E mafiosa. Già, mafiosa. La parola mafia, come Sciascia ci ha ben insegnato, assume molteplici significati, alcuni dei quali quasi imponderabili e paradossali.
C'è, ad esempio, chi associando le parole mafia e Scicli ha costruito carriere politico/giornalistiche. C'è la mafia che uccide. C'è la mafia dal volto truce, quella del cemento e degli appalti, ben rappresentata nella fiction.
Dunque qual è, alla fine dei conti, la Sicilia che piace e che viene premiata con audience record sia in Italia che all'estero? Lo stereotipo della Sicilia, quello che irrita molto i Siciliani.
La Sicilia mafiosa, che non ce la fa ad abbandonare i suoi imbrogli. Un posto in cui andare per fare i bagni al mare ad agosto, mangiare qualche granita, gustare qualche piatto di spaghetti allo scoglio in riva al mare.
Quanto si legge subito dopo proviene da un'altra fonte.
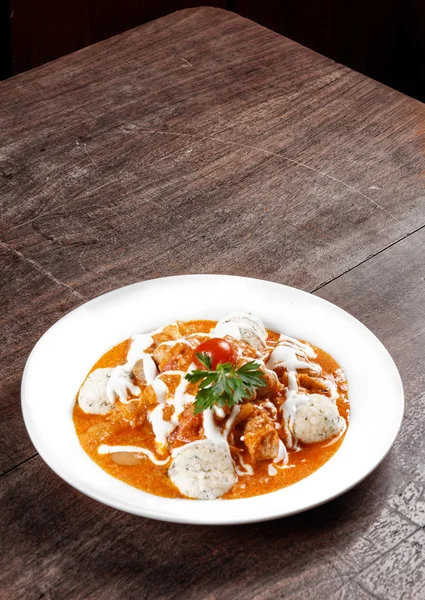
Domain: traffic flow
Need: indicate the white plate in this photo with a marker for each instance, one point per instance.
(64, 355)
Un'immagine non proprio bella, fastidiosa. Di quelle che alimentano malevoli pregiudizi contro il Sud. Ma occorre porsi, in assoluta onestà, una domanda la cui risposta non è per niente semplice: si tratta della caricatura o della nitida fotografia della Sicilia? La bella Trinacria è vittima di un pregiudizio infondato? Oppure la Sicilia è intrinsecamente e profondamente mafiosa?
Il quesito è pesante come un macigno. Occorrerebbero forse più risposte da parte della società civile, per scacciare un o spettro che aleggia per "Vigata" (e per la Sicilia) come quello del comunismo nell'Europa di fine Ottocento.